You will need
- Calculator, Notepad and pen, accounting records for the activities of the organization
Instruction
1
Define the measure of profitability (efficiency) of production activities. Otherwise this figure is called balance profitability:Profitability = balance sheet total net profit / (Average value of current assets + average fixed assets) * 100%.According to this formula, the rate will be slightly overestimated as in the balance sheet reflects the profit from all activities of the organization and not just from the manufacturing process. So are considered indicators of profitability of total assets and an indicator of profitability of own capital.
2
Calculate an indicator of profitability of total assets. This parameter shows the efficiency of use of personal property of the organization and is calculated according to a formula:Return = (Balance sheet profit / balance sheet assets Amount)*100%.
3
Calculate an indicator of profitability of own capital.

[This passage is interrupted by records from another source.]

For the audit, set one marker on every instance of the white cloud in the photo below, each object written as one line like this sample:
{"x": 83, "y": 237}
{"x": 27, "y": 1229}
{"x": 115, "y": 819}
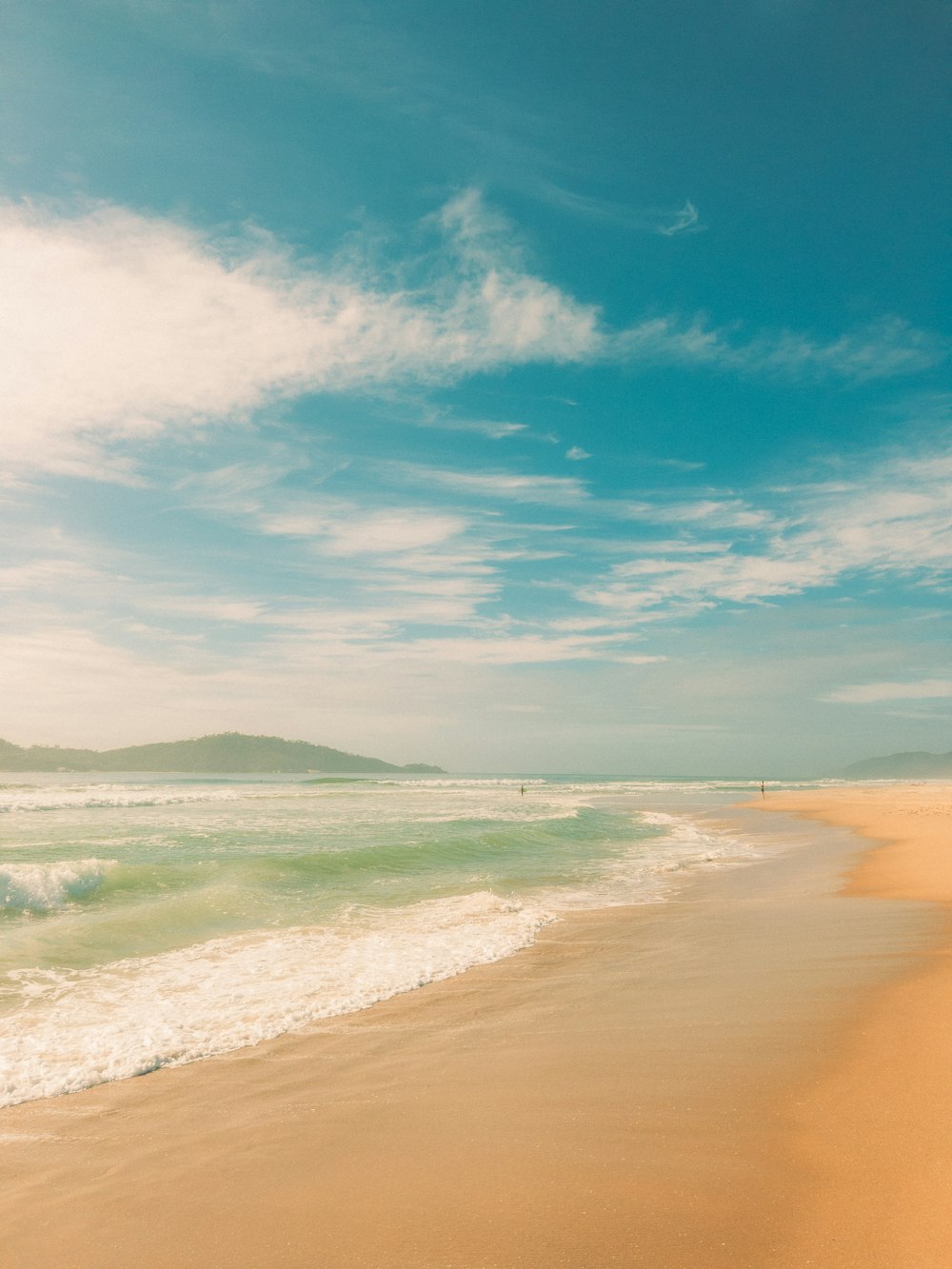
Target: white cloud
{"x": 880, "y": 350}
{"x": 685, "y": 221}
{"x": 893, "y": 519}
{"x": 116, "y": 325}
{"x": 546, "y": 490}
{"x": 874, "y": 693}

This parameter is an indicator of the efficiency of use of invested in the organization of capital and is calculated by a special formula:Profitability = (Net profit / equity capital) * 100%.This indicator, as a rule, interests of shareholders and investors.
4
Calculate the profitability of products. In order to calculate the profitability of products as a performance indicator of the cost of sale or production, you must use the following formula:Profitability = (Profit from sales / total cost of products) * 100%.
5
Calculate the return on sales. Profit margin is an indicator which characterizes the efficiency of cost of sales. For its calculation we use the formula: Profitability = (Profit from sales (sales) / Cost of products sold) * 100%.
Useful advice
The correct calculation of the profitability indicators show the company detailed analysis of the competitiveness of its products in the market, and will also give a boost to increase volume sales and adjustments to the production process.